The earlier framework polarized member states and drew strong opposition, including from the United States, during one of the IMO’s most contentious sessions. A vote on October 17, 2025 failed to secure a decisive outcome, with members opting to adjourn and rework the text. The IMO has traditionally prioritized broad-based consensus, a factor seen as critical to effective implementation of measures that rely on moral force rather than formal enforcement mechanisms.
The new Liberian draft removes a central element of the prior plan: a proposed IMO fund that would have collected fines for non-compliance. Some member states viewed the fund as punitive, arguing it would disproportionately affect smaller shipowners and tramp vessels. Questions were also raised about how proceeds from fines on “dirty” ships would be allocated and overseen. Critics said the structure amounted to a tax on shipping without a direct link to beneficiaries of shipping services.

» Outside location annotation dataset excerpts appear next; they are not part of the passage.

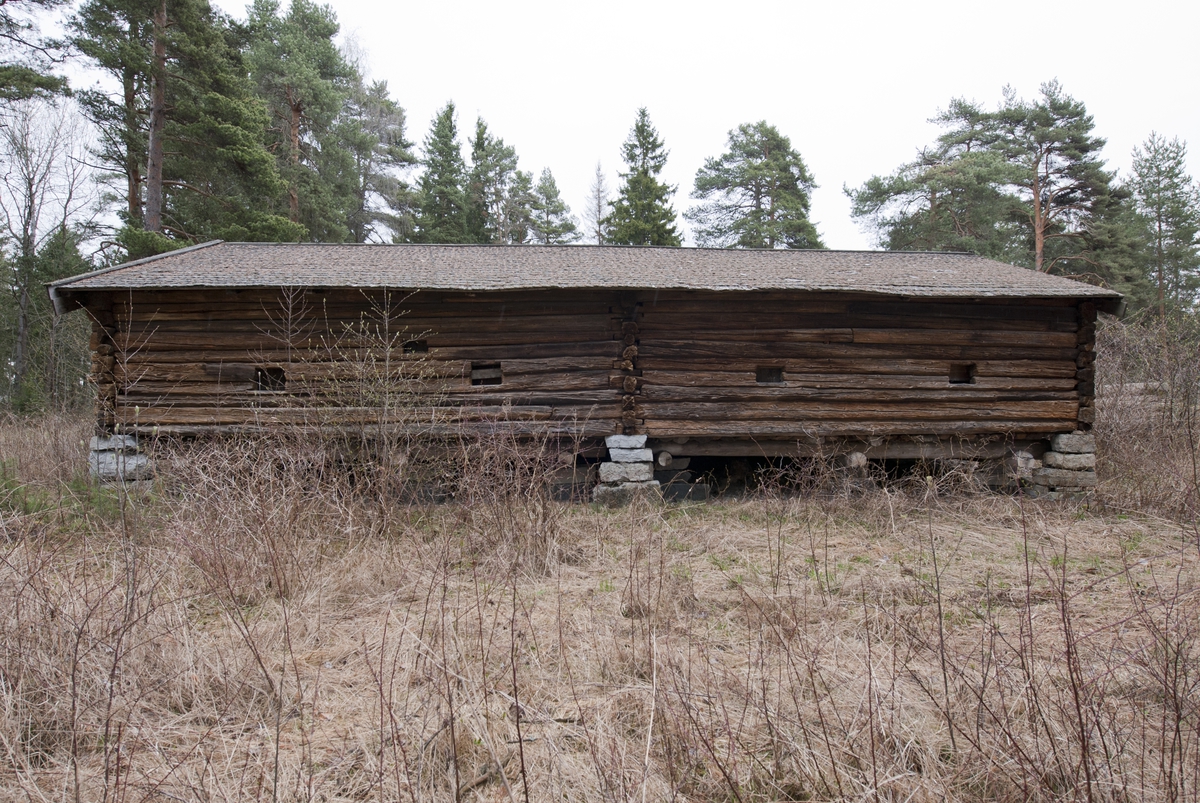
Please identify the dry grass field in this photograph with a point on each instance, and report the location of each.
(258, 627)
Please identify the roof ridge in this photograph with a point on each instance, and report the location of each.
(586, 245)
(132, 264)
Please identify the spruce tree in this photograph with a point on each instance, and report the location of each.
(443, 203)
(1056, 169)
(757, 193)
(1169, 201)
(642, 213)
(493, 166)
(516, 222)
(27, 58)
(1025, 184)
(213, 175)
(953, 197)
(597, 209)
(552, 222)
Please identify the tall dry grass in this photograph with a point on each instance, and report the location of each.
(269, 622)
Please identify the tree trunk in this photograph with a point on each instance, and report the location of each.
(21, 348)
(294, 155)
(157, 120)
(132, 166)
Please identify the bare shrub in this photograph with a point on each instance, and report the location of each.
(256, 628)
(1147, 431)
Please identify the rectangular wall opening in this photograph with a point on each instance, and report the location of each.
(963, 373)
(417, 347)
(271, 379)
(486, 373)
(768, 375)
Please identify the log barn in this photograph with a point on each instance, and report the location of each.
(690, 352)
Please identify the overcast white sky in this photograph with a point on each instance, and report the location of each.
(852, 84)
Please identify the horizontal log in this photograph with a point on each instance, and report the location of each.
(706, 352)
(178, 414)
(930, 411)
(790, 429)
(160, 340)
(683, 321)
(406, 324)
(883, 381)
(875, 448)
(765, 394)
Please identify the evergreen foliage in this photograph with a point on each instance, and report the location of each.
(597, 210)
(372, 131)
(642, 213)
(306, 83)
(757, 193)
(552, 222)
(1169, 201)
(443, 199)
(1024, 184)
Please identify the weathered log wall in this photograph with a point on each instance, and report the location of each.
(667, 364)
(791, 366)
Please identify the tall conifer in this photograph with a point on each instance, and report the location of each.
(642, 213)
(443, 203)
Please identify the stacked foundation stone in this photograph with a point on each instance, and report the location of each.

Instead, the revised proposal shifts toward incentives to accelerate adoption of lower-emission fuels and technologies. It links targets to fuel availability and uptake, and expands the scope to include well-to-wake emission reductions regardless of energy source. The draft also references emission-reducing technologies such as onboard carbon capture systems and wind-assisted propulsion, areas supported by shipowners’ associations. Under the plan, targets would be set on a five-year cycle to account for the rollout of fuels and technologies and to give owners a framework for fleet planning.
Attention is now on how U.S. delegate Marco Sylvester, Deputy Assistant Secretary for Transportation Affairs, will respond to the new approach. While Sylvester has previously opposed emissions measures, three former opponents — Liberia, Argentina and Panama — are sponsoring the current draft. Saudi Arabia and other Gulf countries that rejected the earlier proposals are also backing what supporters describe as a pragmatic framework.
Senior national representatives attending the MEPC session are expected to address wider maritime security issues as well. Discussions may cover the Strait of Hormuz, where Iran has sought to introduce controls and tolls over a Traffic Separation Scheme adopted by the IMO in 1968. The scheme was approved by broad consensus and remains binding on the 164 signatories to the IMO’s Convention on Safety of Life at Sea, including the United States, Iran, Oman, and other Gulf states. Singapore’s Foreign Minister Vivian Balakrishnan recently noted that freedom of transit passage is well-established in customary international law, even for states that have not ratified the Convention.